A few days later when the filming of
Kala Bazar
had started, I asked her to have lunch with me. She was a little surprised because she thought I had ignored her the previous time we met, but she agreed to join me. After that we had lunch together every day. I told her she was welcome to use the bathroom that was attached to my make-up room any time she wanted. We soon became very good friends.

Close friend Nanda was among the sixty guests at her private wedding ceremony held at Sahil in Bandra. 1974.

Once, Nanda, her brother, my sister, some friends and I went on a holiday to Kodaikanal. From there we decided to go to Munnar in Kerala because we heard it was a very beautiful place.

Munnar was indeed lovely with flowing streams and green and lush tea estates. We were very keen to stay overnight. We found an English club that was run by a strange, rather scary-looking caretaker. He was dark-skinned and wore crisp white kurtas. We asked him if we could stay the night. He said there weren’t enough rooms for us all, but if the women slept in the main building of the club and the men in the annex, we could manage somehow.

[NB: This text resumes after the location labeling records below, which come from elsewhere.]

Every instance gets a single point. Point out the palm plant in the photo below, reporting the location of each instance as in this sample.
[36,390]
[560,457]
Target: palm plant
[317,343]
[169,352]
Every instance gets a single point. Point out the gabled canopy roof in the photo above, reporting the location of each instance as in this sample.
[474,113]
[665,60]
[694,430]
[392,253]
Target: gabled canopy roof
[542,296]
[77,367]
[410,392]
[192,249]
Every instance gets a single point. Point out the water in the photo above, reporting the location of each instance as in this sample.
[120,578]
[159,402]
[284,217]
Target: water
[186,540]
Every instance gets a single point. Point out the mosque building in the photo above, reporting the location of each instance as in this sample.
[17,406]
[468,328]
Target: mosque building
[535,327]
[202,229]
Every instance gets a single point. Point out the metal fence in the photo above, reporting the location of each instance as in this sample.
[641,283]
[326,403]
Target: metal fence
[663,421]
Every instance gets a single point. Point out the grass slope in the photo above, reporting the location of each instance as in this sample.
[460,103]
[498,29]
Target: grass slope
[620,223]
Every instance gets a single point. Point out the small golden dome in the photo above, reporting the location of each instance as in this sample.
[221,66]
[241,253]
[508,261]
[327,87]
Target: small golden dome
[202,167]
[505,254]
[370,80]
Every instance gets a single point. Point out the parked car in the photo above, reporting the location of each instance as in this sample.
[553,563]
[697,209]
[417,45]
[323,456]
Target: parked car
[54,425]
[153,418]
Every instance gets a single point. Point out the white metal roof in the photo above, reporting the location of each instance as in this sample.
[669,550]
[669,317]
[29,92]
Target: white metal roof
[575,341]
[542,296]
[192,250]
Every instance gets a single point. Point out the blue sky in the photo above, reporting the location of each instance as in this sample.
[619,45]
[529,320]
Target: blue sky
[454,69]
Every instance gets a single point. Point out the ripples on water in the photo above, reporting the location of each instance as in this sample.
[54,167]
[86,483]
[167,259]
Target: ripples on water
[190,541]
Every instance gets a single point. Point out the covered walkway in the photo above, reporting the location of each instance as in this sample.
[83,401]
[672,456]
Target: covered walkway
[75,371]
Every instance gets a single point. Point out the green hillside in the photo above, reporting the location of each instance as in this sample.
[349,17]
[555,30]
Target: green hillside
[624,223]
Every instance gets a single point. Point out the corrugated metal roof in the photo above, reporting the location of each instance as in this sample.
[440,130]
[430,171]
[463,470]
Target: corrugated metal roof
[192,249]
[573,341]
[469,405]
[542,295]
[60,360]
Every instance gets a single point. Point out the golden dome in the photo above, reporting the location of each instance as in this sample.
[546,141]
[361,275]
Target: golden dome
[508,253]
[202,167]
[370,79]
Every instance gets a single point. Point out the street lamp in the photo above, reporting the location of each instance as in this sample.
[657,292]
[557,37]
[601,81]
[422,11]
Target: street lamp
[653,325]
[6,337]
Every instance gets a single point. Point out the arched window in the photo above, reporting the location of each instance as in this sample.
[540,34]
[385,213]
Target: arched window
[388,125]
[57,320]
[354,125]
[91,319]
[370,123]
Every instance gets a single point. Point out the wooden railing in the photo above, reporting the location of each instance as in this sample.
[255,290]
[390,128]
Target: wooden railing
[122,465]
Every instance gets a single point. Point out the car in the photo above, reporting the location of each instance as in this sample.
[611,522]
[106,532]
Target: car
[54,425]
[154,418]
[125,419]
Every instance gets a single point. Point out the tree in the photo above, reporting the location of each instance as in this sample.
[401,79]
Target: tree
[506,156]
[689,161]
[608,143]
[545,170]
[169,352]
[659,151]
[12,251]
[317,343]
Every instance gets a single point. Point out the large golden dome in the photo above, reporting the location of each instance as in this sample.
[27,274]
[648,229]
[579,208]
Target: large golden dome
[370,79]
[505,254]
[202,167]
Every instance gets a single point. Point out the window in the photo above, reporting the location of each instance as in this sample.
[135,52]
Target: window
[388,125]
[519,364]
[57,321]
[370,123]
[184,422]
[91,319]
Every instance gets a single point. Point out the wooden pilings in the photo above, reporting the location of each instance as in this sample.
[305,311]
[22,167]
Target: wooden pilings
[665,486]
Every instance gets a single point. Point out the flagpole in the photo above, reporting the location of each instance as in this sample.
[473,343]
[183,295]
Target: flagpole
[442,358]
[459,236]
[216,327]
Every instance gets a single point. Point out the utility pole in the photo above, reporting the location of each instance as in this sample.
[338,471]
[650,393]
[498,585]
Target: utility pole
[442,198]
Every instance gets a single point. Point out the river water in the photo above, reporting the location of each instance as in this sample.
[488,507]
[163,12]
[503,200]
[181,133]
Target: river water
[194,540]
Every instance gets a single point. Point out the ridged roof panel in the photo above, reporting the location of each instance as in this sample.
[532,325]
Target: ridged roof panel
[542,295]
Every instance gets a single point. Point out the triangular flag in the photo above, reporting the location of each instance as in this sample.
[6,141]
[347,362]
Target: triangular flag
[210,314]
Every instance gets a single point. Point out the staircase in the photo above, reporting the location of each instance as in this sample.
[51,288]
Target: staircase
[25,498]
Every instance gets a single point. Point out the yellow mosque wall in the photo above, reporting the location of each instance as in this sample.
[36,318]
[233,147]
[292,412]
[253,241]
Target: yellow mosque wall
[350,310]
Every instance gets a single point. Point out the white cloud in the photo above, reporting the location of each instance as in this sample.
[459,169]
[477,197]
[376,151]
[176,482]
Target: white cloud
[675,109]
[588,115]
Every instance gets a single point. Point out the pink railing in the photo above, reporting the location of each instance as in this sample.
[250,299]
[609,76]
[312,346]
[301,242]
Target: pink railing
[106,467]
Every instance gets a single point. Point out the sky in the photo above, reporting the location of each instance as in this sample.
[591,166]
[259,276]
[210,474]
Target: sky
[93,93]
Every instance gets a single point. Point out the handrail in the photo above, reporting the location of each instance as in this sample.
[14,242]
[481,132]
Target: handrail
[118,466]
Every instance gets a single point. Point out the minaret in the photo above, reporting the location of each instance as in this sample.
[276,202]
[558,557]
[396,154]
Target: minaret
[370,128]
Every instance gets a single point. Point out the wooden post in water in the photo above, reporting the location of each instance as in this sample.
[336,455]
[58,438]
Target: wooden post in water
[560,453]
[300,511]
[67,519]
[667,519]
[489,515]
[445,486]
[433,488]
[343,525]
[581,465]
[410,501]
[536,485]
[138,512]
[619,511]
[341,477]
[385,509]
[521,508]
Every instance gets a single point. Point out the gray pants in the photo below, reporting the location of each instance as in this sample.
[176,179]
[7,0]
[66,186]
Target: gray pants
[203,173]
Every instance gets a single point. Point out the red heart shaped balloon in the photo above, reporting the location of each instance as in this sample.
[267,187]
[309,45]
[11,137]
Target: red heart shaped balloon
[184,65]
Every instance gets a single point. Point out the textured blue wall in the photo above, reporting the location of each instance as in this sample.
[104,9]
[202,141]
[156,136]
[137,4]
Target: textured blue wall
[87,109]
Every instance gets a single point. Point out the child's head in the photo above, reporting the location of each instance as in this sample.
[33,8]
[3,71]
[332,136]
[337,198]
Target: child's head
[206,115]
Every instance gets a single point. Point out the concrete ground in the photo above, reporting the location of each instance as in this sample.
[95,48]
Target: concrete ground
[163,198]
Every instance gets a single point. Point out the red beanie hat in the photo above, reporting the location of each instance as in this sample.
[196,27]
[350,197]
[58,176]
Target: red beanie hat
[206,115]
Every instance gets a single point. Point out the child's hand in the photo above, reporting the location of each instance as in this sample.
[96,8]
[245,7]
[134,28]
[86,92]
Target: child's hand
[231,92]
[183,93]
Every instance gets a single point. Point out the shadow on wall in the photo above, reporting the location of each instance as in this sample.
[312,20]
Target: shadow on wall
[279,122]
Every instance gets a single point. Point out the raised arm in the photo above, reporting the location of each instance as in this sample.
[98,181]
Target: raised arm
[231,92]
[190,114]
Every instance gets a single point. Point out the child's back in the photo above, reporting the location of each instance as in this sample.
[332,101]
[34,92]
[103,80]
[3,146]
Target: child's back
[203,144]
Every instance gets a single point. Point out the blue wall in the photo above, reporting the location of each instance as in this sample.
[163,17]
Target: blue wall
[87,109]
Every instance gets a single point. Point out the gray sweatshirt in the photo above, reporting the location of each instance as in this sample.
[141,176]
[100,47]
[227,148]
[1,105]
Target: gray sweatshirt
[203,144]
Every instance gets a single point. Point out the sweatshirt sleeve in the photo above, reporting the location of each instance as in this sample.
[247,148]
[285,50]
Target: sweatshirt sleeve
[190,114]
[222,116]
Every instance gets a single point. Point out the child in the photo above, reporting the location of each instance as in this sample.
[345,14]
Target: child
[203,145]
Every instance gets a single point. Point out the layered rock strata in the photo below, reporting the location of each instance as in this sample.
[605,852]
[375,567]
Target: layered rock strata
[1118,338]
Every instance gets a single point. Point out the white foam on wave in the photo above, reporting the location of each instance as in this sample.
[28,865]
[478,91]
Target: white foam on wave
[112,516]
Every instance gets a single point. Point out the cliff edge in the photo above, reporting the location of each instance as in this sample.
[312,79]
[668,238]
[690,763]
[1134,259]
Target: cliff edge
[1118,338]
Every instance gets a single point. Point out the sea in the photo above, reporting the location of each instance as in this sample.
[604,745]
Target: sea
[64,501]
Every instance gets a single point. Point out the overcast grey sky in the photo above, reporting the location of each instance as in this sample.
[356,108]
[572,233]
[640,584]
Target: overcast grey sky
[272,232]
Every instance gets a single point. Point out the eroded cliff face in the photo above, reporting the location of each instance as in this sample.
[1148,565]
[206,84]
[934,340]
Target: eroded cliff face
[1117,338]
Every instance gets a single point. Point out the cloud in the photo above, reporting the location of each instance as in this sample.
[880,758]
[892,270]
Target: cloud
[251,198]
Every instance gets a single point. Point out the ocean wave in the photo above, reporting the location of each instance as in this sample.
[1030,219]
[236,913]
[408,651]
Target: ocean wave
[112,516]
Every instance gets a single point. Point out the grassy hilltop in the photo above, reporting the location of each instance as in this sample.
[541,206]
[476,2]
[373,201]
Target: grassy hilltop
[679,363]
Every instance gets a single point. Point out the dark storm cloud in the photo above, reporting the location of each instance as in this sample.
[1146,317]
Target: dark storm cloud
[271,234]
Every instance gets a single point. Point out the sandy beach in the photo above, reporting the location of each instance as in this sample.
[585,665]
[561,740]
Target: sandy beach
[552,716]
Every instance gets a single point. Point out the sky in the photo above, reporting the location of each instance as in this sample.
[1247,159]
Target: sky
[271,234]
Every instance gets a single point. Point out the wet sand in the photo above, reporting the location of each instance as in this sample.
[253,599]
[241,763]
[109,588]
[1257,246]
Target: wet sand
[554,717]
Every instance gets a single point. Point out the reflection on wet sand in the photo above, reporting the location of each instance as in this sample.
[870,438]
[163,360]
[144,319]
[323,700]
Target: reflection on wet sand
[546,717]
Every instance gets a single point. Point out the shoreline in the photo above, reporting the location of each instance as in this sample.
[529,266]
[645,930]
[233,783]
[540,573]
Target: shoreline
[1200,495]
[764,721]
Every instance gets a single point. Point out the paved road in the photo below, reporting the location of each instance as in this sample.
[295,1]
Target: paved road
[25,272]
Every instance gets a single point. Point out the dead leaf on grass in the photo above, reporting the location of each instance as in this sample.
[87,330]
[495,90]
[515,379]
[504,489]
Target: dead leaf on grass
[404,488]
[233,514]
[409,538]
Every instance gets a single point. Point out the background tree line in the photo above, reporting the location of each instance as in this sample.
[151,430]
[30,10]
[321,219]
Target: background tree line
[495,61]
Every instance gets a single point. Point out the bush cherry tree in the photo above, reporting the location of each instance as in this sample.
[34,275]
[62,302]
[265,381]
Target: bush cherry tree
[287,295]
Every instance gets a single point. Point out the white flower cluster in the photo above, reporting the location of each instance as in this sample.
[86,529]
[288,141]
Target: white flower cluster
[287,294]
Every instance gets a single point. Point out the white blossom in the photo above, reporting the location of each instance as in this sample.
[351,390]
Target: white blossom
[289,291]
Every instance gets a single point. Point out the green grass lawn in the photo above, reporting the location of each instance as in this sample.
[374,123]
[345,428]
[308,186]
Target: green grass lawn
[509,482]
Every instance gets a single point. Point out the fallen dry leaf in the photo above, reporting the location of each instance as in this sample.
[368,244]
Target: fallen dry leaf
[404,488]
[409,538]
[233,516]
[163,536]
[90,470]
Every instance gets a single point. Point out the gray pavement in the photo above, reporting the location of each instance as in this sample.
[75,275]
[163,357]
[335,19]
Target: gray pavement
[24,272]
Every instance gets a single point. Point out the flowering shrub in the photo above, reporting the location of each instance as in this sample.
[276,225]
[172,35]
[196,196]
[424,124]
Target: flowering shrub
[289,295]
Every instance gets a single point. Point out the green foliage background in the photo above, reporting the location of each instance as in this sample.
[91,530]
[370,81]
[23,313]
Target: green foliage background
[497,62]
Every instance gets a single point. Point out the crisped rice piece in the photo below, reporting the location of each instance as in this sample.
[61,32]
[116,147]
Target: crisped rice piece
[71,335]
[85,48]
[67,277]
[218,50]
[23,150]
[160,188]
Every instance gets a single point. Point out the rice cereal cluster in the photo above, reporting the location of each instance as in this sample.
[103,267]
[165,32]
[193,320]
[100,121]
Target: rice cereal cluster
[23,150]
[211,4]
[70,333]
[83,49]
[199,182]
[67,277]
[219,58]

Nanda is a total coward and so she became very suspicious. She wondered why the caretaker wanted the men to sleep in the annex and us women elsewhere. I reassured her and said there was nothing to worry about. So we went to the market and bought lungis and men’s shirts to wear for the night, as we had no fresh clothes with us for the next day.

Nanda and I shared a room. She went in to have her bath and when she came out of the bathroom, she screamed on seeing the window of our bedroom wide open. I told her that I
had opened the window because we needed fresh air. She said nothing doing and banged it shut. She was absolutely convinced that the caretaker would sneak into our room in the middle of the night through the window. It took some time before I could convince her not to worry about the poor fellow because he was unlikely to do us any harm.
[laughs]

Nanda and I had some crazy times together.

NMK:
Have you always had the same group of friends?

WR:
Yes, more or less. We’re a close-knit group of six women: Nanda, Asha Parekh, Sadhana, Helen, Shammi Rabadi and I. We meet often and do things together. Last year Asha, Helen and I went to Turkey for a holiday. Asha and I went to Kutch for a few days after that.

I also used to meet Shakila and Jabeen very often. Jabeen acted in
Taj Mahal
with Bina Rai and in James Ivory’s
The Householder
. She didn’t become a big star. I met Shakila during the making of
C.I.D.
She was the heroine and I played the vamp. We don’t see each other as often nowadays.

NMK:
How did you get to know Helen?

WR:
Helen and I performed a dance together in a film called
Baazi
, which was made in 1968. Dharmendra was the leading man. We didn’t become friends at the time, but when Salim Saab and Helen got married he would bring her over to
our place very often. We soon became close friends. Helen was also very close to Nanda because they had made many movies together over the years.